Metadata-Version: 1.1
Name: autologin-middleware
Version: 0.1.3
Summary: A Scrapy middleware to use with autologin
Home-page: https://github.com/TeamHG-Memex/autologin-middleware
Author: Konstantin Lopuhin, Mikhail Korobov
Author-email: kostia.lopuhin@gmail.com
License: MIT
Description: Autologin middleware
        ====================
        
        .. image:: https://img.shields.io/pypi/v/autologin-middleware.svg
           :target: https://pypi.python.org/pypi/autologin-middleware
           :alt: PyPI Version
        
        .. image:: https://img.shields.io/travis/TeamHG-Memex/autologin-middleware/master.svg
           :target: http://travis-ci.org/TeamHG-Memex/autologin-middleware
           :alt: Build Status
        
        .. image:: https://codecov.io/github/TeamHG-Memex/autologin-middleware/coverage.svg?branch=master
           :target: https://codecov.io/github/TeamHG-Memex/autologin-middleware?branch=master
           :alt: Code Coverage
        
        This is a a Scrapy middleware that uses
        `autologin <https://github.com/TeamHG-Memex/autologin>`_ http-api
        to maintain a logged-in state for a scrapy spider.
        
        Autologin middleware uses autologin to make all requests while being
        logged in. It uses autologin to get cookies, detects logouts and tries
        to avoid them in the future. A single authorization domain for the spider
        is assumed. Autologin middleware also puts ``autologin_active`` into
        ``request.meta``, which is ``True`` only if we are logged in
        (and to ``False`` if domain is skipped or login failed).

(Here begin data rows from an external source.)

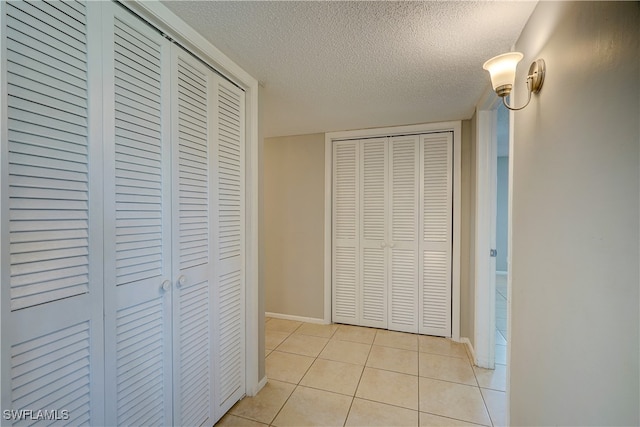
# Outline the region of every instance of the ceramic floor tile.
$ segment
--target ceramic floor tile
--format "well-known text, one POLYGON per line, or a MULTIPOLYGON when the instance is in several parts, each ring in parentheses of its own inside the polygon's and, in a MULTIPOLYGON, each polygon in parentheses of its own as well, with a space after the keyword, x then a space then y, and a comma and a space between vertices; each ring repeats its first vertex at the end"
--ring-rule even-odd
POLYGON ((418 351, 418 336, 395 331, 378 331, 373 341, 375 345, 418 351))
POLYGON ((278 351, 317 357, 327 342, 329 342, 328 338, 292 334, 278 346, 278 351))
POLYGON ((352 363, 316 359, 300 385, 353 396, 363 369, 352 363))
POLYGON ((442 354, 444 356, 468 359, 465 345, 447 338, 420 335, 418 336, 418 349, 421 353, 442 354))
POLYGON ((376 329, 363 328, 361 326, 340 325, 333 338, 342 341, 353 341, 363 344, 372 344, 376 336, 376 329))
POLYGON ((298 329, 302 322, 286 319, 271 319, 264 325, 265 331, 288 332, 291 333, 298 329))
POLYGON ((418 377, 365 368, 356 397, 417 410, 418 377))
POLYGON ((270 331, 267 329, 264 332, 264 346, 267 350, 275 350, 289 335, 289 332, 270 331))
POLYGON ((478 387, 420 378, 420 412, 491 425, 478 387))
MULTIPOLYGON (((250 418, 265 424, 271 423, 296 386, 269 379, 257 396, 245 397, 235 404, 230 414, 250 418)), ((235 425, 235 424, 227 424, 235 425)))
POLYGON ((489 409, 489 416, 493 425, 503 427, 507 425, 506 393, 503 391, 480 389, 484 401, 489 409))
POLYGON ((496 345, 507 345, 507 339, 496 329, 496 345))
POLYGON ((419 373, 421 377, 478 385, 469 362, 457 357, 420 353, 419 373))
POLYGON ((420 427, 477 427, 479 425, 420 412, 420 427))
POLYGON ((367 366, 403 374, 418 375, 418 352, 374 345, 371 347, 367 366))
POLYGON ((297 387, 273 421, 278 427, 344 426, 353 400, 350 396, 297 387))
POLYGON ((507 367, 498 364, 496 364, 495 367, 495 369, 473 367, 478 385, 482 388, 505 391, 507 387, 507 367))
POLYGON ((268 424, 259 423, 257 421, 248 420, 246 418, 236 417, 227 414, 215 424, 216 427, 267 427, 268 424))
POLYGON ((348 427, 413 427, 418 425, 418 411, 355 398, 345 425, 348 427))
POLYGON ((274 350, 266 359, 267 378, 297 384, 313 360, 313 357, 274 350))
POLYGON ((369 356, 369 350, 371 350, 371 346, 368 344, 331 339, 318 357, 364 365, 367 356, 369 356))
POLYGON ((331 338, 333 334, 338 330, 338 325, 318 325, 315 323, 303 323, 298 329, 296 334, 312 335, 314 337, 331 338))

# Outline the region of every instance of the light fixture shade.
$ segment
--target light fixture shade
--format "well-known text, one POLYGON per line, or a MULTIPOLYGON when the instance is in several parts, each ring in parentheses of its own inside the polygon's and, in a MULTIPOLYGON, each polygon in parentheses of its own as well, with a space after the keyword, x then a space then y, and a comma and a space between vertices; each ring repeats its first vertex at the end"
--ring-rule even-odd
POLYGON ((500 96, 511 92, 516 79, 516 66, 524 57, 520 52, 503 53, 484 63, 482 68, 491 75, 491 86, 500 96))

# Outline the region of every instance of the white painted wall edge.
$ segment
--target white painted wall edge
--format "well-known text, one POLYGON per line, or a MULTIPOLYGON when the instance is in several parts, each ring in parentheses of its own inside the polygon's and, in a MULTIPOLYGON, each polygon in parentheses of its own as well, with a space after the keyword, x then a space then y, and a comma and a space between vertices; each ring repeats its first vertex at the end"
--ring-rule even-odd
POLYGON ((245 393, 255 396, 261 387, 258 378, 258 81, 209 43, 202 35, 187 25, 177 15, 158 1, 133 0, 121 2, 160 31, 169 35, 177 44, 215 68, 225 77, 243 88, 246 94, 246 147, 248 158, 246 175, 246 384, 245 393))
POLYGON ((270 313, 264 314, 266 317, 272 317, 274 319, 295 320, 296 322, 315 323, 317 325, 328 325, 331 322, 326 322, 325 319, 317 319, 315 317, 294 316, 292 314, 270 313))
POLYGON ((509 273, 507 271, 500 271, 500 270, 496 270, 496 275, 497 276, 506 276, 509 273))
POLYGON ((476 210, 474 331, 476 365, 493 369, 495 360, 495 258, 489 250, 495 241, 495 178, 497 173, 498 98, 487 95, 476 108, 476 210))

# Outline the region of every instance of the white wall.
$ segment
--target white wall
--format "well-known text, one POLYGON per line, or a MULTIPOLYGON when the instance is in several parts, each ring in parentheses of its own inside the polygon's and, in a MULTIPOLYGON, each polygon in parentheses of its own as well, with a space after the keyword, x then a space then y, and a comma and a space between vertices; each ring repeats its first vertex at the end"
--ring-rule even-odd
POLYGON ((512 425, 638 425, 638 2, 540 2, 516 43, 512 425))

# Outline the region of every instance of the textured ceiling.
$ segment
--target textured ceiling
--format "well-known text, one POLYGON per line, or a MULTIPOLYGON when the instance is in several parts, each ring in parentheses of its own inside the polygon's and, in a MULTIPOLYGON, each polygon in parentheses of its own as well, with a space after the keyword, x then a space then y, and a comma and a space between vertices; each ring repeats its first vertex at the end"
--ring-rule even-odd
POLYGON ((535 2, 163 1, 264 87, 265 136, 468 119, 535 2))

        If requests are made via `splash <http://splash.readthedocs.org>`_
        (and ``SPLASH_URL`` is set),
        autologin middleware passes it to autologin,
        and this splash instance is also used to obtain login cookies.
        
        Installation
        ------------
        
        It works on python 2.7 and python 3, and requires at least scrapy 1.1.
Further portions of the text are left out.